Acordei eram cinco da tarde e era noite … ou estava o sol a incendiar o céu numa luta incandescente até a luz se extinguir por completo.
A sesta prolongada foi um ganho evidente pois fiquei muito bem disposta, tão bem disposta que tomei o terceiro banho do dia, vesti-me e saí para a rua para ir jantar.
Ainda antes de sair, a Kelly sugeriu-me jantar na Casa Amarelindo, em pleno Pelourinho. Aceitei a sugestão! Estava tão animada que nem me dei conta que além de não conhecer nada da cidade, era de noite e estava sozinha. Não me intimidei. E fui!
Olhei o mapa, que guardei de imediato, e percorri a rua em direcção à Rua do Carmo, onde ficava a minha referência a Pousada do Covento do Carmo, mas confesso que senti alguma desorientação e olhando para quem estava na rua, na verdade quase ninguém, pousei os olhos numa rapariga, negra, jovem, que vinha de baixo em minha direção e que me inspirou confiança, por certo vinha de trabalhar e vinha também carregada de sacos. Era a Leda.
– Oi! Tudo bem? Pode dar-me uma ajuda? O Pelourinho fica muito distante daqui? -disparei sem respirar.
– Oi, meu bem! Tudo bem! – respondeu pausadamente – O Pelourinho é aqui bem perto! Mas você está sozinha? – perguntou.
– É, eu estou! Mas é perigoso? – receei.
– Bem, você é turista e tem esse ar de gringa … aí, nunca se sabe, e é de noite … olha, eu sou a Leda e eu estou indo para a frente, aí eu vou em casa pousar meus sacos, dar um beijo nos meus pais e levo você lá! – ofereceu-se de sorriso e coração aberto.
E eu aceitei. Confiando. Fomos todo o caminho a conversar. Era professora de danças latinas e tinha vivido quatro anos em Barcelona, com o irmão que era músico. Voltara por causa de crise na Europa.
– É a primeira coisa que os pais cortam … as actividades extras! – explicava-me.
E como eu sabia disso, sentira-o na pele três anos antes, e a realidade era difícil.
Agora, voltara a casa dos pais e estava a trabalhar. Mas gostava de voltar. Percebi que os brasileiros têm esse sonho com a Europa. E eu que vinha de lá sonhava com o Brasil. Levamos a vida a tentar encontrar-nos.
Trocamos telefones e um abraço de agradecimento, a Leda tinha sido a minha companhia e eu tinha sido a aventura que ela haveria de contar como novidade: a gringa que chegou sozinha de navio, que coragem!
Entrei pela pousada, um antigo casarão do século XIX, onde iria jantar no elegante Pelô Bistrô … no ar ouvia Ivete Sangalo e isso agradou-me, a Veveta representa a Bahia como poucos, e sentei-me a apreciar o espaço.
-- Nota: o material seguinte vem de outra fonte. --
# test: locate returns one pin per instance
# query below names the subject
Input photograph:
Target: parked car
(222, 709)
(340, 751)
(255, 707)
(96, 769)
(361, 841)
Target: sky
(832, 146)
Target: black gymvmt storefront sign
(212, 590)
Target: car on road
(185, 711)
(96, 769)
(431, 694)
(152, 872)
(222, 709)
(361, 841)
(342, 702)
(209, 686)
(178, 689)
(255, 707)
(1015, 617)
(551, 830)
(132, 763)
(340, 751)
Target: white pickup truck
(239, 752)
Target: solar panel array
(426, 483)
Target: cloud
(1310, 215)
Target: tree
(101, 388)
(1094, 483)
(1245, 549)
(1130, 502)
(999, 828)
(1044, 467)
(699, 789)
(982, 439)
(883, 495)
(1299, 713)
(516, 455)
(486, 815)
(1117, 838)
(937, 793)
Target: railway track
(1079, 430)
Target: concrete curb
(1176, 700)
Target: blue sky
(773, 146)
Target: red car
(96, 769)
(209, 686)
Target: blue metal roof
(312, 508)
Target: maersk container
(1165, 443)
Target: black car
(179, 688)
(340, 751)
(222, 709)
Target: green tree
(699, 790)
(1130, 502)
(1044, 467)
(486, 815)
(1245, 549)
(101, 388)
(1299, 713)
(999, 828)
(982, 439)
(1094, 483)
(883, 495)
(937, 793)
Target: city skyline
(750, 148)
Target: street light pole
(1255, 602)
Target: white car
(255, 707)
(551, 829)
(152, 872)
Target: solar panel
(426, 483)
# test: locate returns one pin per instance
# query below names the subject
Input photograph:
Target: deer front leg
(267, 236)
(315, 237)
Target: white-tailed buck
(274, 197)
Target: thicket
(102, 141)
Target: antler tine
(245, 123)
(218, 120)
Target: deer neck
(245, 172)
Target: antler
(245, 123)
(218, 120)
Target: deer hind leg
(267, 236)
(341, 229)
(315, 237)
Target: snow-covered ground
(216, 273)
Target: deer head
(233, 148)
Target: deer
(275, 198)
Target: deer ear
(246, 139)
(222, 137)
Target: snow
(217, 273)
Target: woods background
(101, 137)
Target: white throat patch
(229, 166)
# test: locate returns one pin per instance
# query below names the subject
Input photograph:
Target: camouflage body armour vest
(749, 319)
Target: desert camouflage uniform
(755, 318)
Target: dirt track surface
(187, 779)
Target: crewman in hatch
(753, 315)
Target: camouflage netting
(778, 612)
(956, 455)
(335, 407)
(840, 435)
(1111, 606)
Fresco, acolhedor e muito agradável! Pedi uma caipirinha!
Fiquei a desfrutar do momento! Só queria estar ali! Só queria aquele silêncio embalado de Axé.
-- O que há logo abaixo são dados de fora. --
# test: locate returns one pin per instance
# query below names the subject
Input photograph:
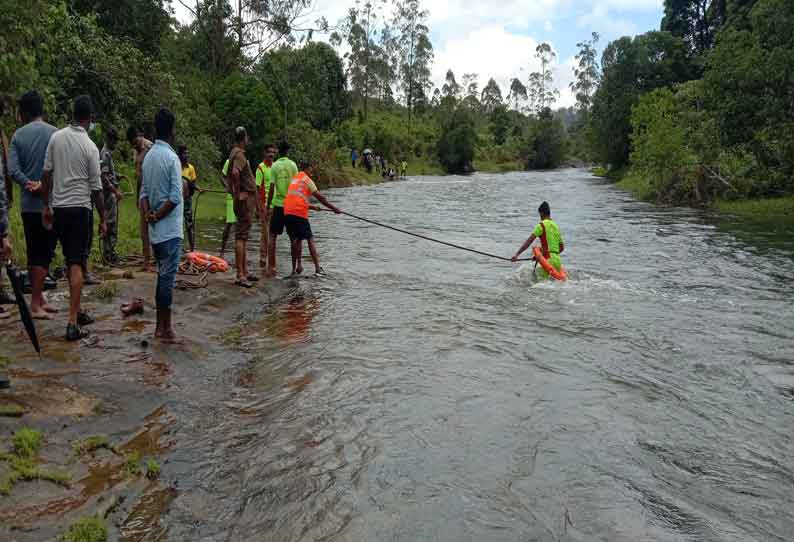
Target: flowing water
(423, 393)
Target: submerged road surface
(422, 393)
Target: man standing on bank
(111, 195)
(242, 186)
(25, 164)
(162, 201)
(70, 181)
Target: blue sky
(497, 38)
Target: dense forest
(702, 108)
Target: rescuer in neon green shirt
(550, 239)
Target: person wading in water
(550, 239)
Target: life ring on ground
(213, 264)
(544, 263)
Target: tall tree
(491, 96)
(541, 83)
(415, 52)
(694, 21)
(518, 93)
(585, 73)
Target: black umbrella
(24, 311)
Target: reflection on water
(422, 393)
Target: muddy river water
(422, 393)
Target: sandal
(75, 333)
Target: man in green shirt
(550, 239)
(263, 181)
(281, 175)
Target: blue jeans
(167, 255)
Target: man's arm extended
(525, 246)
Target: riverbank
(99, 412)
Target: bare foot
(40, 314)
(169, 337)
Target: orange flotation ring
(213, 264)
(544, 263)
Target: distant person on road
(264, 179)
(231, 219)
(296, 217)
(25, 164)
(190, 180)
(70, 182)
(162, 200)
(551, 241)
(242, 186)
(111, 195)
(141, 145)
(282, 172)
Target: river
(423, 393)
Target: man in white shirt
(71, 180)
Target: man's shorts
(243, 210)
(40, 241)
(230, 217)
(277, 221)
(72, 225)
(298, 228)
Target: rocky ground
(101, 406)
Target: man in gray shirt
(71, 180)
(111, 194)
(25, 163)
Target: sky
(497, 38)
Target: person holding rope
(550, 237)
(296, 217)
(161, 199)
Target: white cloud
(492, 51)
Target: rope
(426, 238)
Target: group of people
(64, 177)
(373, 161)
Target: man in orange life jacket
(296, 217)
(551, 240)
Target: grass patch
(107, 290)
(152, 469)
(637, 185)
(92, 444)
(132, 463)
(26, 442)
(759, 208)
(11, 410)
(91, 529)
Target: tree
(491, 97)
(630, 68)
(415, 52)
(541, 84)
(518, 93)
(694, 21)
(457, 142)
(586, 74)
(143, 22)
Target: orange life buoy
(213, 264)
(544, 263)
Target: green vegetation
(90, 529)
(23, 462)
(696, 111)
(152, 469)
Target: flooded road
(422, 393)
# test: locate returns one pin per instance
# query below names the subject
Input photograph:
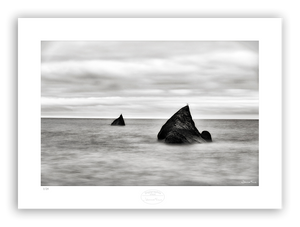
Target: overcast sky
(144, 79)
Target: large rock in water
(180, 128)
(119, 121)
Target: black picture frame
(136, 216)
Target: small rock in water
(119, 121)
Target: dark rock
(119, 121)
(206, 135)
(180, 128)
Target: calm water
(91, 152)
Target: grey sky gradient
(149, 79)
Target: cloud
(81, 77)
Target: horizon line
(66, 117)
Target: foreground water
(91, 152)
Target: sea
(91, 152)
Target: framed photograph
(149, 113)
Dei uma vista de olhos na ementa e decidi-me por comida típica baiana. Eu não sou de tirar fotografias a comida e as poucas que tiro acho sempre que não fazem jus ao que me servem … e, neste caso, nem tirei fotografias nem registei nomes de pratos … culpa da caipirinha deliciosa! Fiquei com a ideia de que queriam servir comida bahiana com um toque internacional … gostei! Mas gostei mais ainda da simpatia e da disponibilidade.
Na volta à minha pousada não arrisquei e regressei de táxi. Paguei 15 reais e o taxista foi obrigado a dar a mesma volta que eu havia dado de manhã, agora sem trânsito, mas à noite, porque o trânsito estava cortado no centro. É não havia dúvida!
Ao chegar, subi, sentei-me na varanda principal do casarão, virada à rua, e sentindo o calor que suavizava às dez da noite, deixei-me ficar tentando acreditar em tudo o que estava a viver. E estava grata.